WHAT IS CBN?
Just like the plant where it all began for us, WE are the entourage effect. And while we’re all about getting the full healing potential of cannabis out to the masses, we know we’re not 100% there yet (although with New York State and New Mexico fully legalizing, and with many more states on the way, we’re as optimistic as we’ve ever been.). So that’s meant we’ve had to get a little creative with our combinations, and one of them we’ve chanced upon has been cannabinol, or CBN (C21H26O2), often created through the degradation of THC in cannabis that’s been exposed to light or heat, plus time. It was also the first-EVER cannabinoid identified from the plant, way back in 1940.
Fun Fact: There’s also an acidic version of cannabinol, named CBN-A, that can occasionally be found in the plant as well. However, it does not give rise to much of the cannabinol in the plant. The gradual degradation of THC accounts for most of that.
Folklore: CBN has often been seen as a strong sedative in the underground amongst people who may still smoke the plant. However, there’s definitely mixed opinions, which is to be expected amongst anyone studying or consuming the plant. Here’s what we know so far.
CBN: ITS EFFECTS
There’s only so much work that’s been done with CBN in the lab at the moment. Here’s what we know so far:
It Can’t Get You High: A 1972 study fed 21 test subjects equal parts THC, CBD and CBN. Being told to let the experimenters know when they had enough, at no point did they call it quits with either CBN or CBD. While they felt nothing at all with CBD, they reported a “mild” and “enjoyable” experience with CBN. A later study in 1976 did show subjective and objective changes in several tests, but usually more pronounced when paired with THC. According to Ethan Russo and Jahan Marcu’s Cannabis Pharmacology, CBN contains roughly ¼ the effects of THC.
Antibacterial: Ever heard of MRSA? Hopefully you’ve never experienced an infection, but if you do, you’re probably going to have to ride it out, since certain strains of this bacteria resist treatment, meaning that new therapies are welcome. CBN could be the ticket, as it has shown effectiveness in preliminary studies, in addition to other cannabinoids such as CBD and CBG.
Sleep: In keeping with the current studies, you’ll see a lot of variation on CBN’s role as a sedative. The strongest evidence for its role in sleep is a 1976 study that found efficacy when paired with THC, but not so much on its own. Ethan Russo, a medical researcher and champion of cannabis’s entourage effect, mentions that CBN does not do much on its own, but may form in old cannabis as the monoterpenoids in the plant alongside degrade into sesquiterpenoids. CBN’s contribution to the subjective drowsiness people feel with ancient cannabis is unknown at this time.

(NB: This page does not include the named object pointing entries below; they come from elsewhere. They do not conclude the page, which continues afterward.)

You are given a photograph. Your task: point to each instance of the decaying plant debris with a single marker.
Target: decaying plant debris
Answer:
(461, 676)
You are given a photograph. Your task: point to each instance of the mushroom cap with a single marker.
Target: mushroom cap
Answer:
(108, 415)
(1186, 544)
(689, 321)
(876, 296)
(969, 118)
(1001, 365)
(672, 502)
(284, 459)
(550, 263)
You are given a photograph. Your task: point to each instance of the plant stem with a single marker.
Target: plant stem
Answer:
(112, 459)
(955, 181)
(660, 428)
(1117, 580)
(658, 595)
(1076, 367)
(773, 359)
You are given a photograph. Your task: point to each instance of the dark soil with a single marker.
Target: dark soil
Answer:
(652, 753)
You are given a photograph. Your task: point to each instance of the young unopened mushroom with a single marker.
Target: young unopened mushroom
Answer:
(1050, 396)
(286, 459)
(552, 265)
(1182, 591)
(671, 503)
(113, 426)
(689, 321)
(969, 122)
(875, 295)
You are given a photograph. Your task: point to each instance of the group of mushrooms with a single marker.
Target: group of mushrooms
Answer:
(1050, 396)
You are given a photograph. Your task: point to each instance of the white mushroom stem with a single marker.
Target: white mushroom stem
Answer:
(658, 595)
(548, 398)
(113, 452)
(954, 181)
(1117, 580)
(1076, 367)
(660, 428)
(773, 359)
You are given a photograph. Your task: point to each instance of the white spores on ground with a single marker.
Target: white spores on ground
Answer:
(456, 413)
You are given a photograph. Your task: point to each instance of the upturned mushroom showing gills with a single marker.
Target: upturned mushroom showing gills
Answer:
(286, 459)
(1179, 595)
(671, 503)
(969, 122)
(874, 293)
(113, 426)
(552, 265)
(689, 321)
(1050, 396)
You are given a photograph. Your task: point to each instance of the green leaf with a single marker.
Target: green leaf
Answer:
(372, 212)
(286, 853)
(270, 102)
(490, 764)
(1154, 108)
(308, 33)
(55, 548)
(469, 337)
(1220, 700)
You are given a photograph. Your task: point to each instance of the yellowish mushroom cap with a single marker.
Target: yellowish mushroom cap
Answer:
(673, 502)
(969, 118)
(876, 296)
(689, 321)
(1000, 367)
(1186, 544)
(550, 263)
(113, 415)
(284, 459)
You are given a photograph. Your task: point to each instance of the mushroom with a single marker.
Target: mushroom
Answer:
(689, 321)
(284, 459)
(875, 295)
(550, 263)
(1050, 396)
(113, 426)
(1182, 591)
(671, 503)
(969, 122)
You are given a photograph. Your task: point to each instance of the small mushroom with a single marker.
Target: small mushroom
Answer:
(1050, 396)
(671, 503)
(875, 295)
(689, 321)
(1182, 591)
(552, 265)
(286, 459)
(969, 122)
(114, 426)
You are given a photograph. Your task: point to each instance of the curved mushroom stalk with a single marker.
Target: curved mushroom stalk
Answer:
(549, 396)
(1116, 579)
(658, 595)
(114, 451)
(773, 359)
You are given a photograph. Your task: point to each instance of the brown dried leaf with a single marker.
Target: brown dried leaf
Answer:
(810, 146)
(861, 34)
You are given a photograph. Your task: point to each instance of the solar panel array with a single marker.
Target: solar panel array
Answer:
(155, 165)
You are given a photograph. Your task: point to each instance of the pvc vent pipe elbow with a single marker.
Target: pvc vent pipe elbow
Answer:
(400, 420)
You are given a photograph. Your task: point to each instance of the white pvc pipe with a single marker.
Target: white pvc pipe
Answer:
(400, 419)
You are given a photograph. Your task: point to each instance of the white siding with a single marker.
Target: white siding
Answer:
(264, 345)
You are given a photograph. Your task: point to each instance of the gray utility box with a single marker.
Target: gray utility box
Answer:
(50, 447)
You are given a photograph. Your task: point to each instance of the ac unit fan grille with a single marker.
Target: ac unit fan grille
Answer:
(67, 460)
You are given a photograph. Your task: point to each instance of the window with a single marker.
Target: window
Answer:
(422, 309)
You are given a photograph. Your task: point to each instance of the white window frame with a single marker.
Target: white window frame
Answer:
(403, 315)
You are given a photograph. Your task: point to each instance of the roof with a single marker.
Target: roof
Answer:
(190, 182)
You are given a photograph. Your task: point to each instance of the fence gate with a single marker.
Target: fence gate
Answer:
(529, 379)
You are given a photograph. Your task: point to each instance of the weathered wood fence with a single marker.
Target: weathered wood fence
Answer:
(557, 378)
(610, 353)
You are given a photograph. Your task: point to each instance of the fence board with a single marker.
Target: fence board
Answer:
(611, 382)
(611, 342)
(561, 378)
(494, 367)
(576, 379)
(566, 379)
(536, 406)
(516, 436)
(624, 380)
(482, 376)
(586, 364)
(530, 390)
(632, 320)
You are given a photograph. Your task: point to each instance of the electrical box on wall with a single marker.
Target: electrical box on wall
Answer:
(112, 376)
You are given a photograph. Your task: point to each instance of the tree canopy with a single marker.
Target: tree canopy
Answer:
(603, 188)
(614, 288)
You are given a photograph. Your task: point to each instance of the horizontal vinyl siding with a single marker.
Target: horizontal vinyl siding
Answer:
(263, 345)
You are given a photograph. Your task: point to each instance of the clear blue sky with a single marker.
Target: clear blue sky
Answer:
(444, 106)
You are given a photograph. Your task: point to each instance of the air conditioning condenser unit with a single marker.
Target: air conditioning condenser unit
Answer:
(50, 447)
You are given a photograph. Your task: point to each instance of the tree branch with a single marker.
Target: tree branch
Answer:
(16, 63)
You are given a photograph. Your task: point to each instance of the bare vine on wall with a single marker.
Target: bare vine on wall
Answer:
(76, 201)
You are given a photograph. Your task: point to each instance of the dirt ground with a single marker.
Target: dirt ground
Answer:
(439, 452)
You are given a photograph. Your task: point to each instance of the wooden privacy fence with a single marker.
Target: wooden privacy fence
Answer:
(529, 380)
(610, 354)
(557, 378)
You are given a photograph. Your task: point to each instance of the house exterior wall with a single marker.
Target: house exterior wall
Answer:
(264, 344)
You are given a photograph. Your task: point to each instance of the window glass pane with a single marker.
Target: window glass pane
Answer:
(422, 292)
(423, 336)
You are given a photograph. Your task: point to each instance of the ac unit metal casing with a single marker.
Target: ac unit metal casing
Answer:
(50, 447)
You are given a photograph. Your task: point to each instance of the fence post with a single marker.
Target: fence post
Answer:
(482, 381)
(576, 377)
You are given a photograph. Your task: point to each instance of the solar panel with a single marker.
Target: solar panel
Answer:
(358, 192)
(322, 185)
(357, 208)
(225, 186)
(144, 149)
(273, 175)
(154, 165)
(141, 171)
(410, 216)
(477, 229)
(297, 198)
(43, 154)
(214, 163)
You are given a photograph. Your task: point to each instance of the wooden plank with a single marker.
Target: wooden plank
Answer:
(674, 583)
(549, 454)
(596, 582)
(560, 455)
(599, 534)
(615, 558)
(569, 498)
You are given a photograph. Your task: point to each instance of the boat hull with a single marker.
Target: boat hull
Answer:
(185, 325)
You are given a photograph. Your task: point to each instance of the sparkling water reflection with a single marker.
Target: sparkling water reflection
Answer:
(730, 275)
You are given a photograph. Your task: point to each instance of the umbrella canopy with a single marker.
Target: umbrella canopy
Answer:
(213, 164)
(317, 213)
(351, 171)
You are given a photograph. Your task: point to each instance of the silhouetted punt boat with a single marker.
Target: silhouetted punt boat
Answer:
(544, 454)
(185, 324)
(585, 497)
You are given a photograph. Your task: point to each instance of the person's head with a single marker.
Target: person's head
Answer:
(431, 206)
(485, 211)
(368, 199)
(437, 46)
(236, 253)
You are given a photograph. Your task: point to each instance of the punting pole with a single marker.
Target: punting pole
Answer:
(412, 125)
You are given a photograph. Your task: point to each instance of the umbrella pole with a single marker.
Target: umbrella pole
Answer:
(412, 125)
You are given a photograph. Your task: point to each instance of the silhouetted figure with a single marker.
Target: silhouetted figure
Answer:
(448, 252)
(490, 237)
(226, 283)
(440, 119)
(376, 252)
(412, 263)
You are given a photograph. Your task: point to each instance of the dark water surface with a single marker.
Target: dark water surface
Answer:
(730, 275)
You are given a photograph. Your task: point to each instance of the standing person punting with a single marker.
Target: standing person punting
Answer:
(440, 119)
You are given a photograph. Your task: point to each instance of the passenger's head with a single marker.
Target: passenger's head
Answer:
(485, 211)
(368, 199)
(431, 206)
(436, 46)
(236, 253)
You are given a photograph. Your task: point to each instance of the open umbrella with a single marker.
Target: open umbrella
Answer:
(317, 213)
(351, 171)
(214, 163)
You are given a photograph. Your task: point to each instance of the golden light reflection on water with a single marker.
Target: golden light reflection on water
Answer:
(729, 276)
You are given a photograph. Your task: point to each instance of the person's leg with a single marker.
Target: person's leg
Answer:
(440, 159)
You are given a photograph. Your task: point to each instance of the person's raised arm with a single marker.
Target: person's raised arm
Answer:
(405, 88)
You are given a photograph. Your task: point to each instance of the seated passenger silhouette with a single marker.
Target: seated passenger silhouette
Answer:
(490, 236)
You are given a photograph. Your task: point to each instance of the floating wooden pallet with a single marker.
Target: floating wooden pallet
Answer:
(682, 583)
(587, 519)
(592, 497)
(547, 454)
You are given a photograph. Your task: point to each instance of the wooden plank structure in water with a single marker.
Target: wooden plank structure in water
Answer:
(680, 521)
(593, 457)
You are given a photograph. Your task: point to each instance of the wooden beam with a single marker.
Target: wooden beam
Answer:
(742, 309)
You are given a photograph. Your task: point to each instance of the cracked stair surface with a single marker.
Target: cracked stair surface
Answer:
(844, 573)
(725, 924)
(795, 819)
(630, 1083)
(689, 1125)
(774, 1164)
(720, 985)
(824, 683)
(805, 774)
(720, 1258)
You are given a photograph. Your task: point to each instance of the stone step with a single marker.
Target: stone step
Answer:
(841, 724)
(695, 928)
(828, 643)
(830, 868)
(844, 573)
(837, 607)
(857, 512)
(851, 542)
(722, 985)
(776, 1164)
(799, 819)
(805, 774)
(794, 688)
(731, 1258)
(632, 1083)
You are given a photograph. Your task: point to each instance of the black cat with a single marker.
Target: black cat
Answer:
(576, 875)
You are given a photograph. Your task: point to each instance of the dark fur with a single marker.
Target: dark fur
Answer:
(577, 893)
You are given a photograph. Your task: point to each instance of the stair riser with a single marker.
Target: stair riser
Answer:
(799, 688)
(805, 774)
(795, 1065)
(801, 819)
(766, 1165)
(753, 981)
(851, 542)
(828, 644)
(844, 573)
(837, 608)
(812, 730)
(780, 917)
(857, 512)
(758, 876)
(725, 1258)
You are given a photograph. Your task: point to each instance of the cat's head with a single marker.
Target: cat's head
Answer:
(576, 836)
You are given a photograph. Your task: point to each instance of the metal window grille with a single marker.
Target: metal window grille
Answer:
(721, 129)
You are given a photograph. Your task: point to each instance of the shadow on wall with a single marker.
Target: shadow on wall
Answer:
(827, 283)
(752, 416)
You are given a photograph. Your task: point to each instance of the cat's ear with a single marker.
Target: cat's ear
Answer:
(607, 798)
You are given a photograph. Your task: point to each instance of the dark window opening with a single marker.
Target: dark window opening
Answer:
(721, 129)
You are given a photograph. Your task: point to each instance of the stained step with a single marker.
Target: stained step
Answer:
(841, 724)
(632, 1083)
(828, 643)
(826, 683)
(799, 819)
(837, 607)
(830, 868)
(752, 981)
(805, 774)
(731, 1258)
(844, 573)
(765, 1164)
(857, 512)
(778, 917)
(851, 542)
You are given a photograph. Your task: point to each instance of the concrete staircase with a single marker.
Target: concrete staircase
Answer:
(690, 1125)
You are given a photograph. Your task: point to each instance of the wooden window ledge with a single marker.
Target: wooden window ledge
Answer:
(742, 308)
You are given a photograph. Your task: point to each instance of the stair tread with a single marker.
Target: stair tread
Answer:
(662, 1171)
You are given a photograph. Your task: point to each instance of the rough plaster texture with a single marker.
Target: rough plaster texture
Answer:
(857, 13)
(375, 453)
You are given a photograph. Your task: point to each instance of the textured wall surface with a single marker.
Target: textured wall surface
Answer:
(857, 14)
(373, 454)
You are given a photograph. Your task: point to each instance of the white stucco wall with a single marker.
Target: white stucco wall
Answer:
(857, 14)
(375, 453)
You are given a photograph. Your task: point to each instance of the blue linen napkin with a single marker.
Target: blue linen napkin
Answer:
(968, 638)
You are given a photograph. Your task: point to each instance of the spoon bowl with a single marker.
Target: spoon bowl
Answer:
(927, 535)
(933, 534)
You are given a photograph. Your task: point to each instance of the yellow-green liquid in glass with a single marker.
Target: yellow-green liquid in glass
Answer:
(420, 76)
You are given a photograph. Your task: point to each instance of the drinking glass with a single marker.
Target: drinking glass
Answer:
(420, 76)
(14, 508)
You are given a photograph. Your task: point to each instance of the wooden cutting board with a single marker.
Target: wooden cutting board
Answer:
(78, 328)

However, when one is living a sleep-focused lifestyle, winding down the day is emphasized. Shutting off blue lights and noise, taking a bath and powering down equipment is important, as are whatever teas and plant-based formulations can take you into this frame of mind. These subjectively-held rituals are different for every person, so sovereignty is encouraged.
Neuroprotectant: So far, “limited but encouraging data” exists on CBN’s on neuroprotective abilities. CBN has been examined for both amyotrophic lateral sclerosis and Huntington’s Disease. While it did not stop the progression of ALS, it did delay motor abnormalities, whereas with Huntington’s Disease, researchers spotted the reduction of lactate dehydrogenase — an enzyme which appears during tissue damage — in rat brain cells. How this works has yet to be determined.
Appetite Enhancer: Paired against CBD and CBG, CBN caused several already-sated male rats to eat more than usual — encouraging for those looking for a non-psychoactive means to stimulate appetite. Yet human studies await.
Antioxidant: The Huntington’s study also detected antioxidant activity as well for CBN.
Other Areas of Promise: As an antiinflammatory, a treatment for psoriasis (reduction in keratinocyte production), a stimulant to bone marrow production and as an anticonvulsant.
Bear in Mind: Several of these papers paired CBN with specific terpenes, such as nerolidol and myrcene for the 1976 study we mentioned earlier. Pinene, which accounts for the pine smell of some cannabis strains, was prevalent in the MRSA study. We at Medicine Box hope these terpenes will continue to make their way alongside their cannabinoid (AKA meroterpene) brothers and sisters. They have their place in the plant, and in the larger therapies derived from them.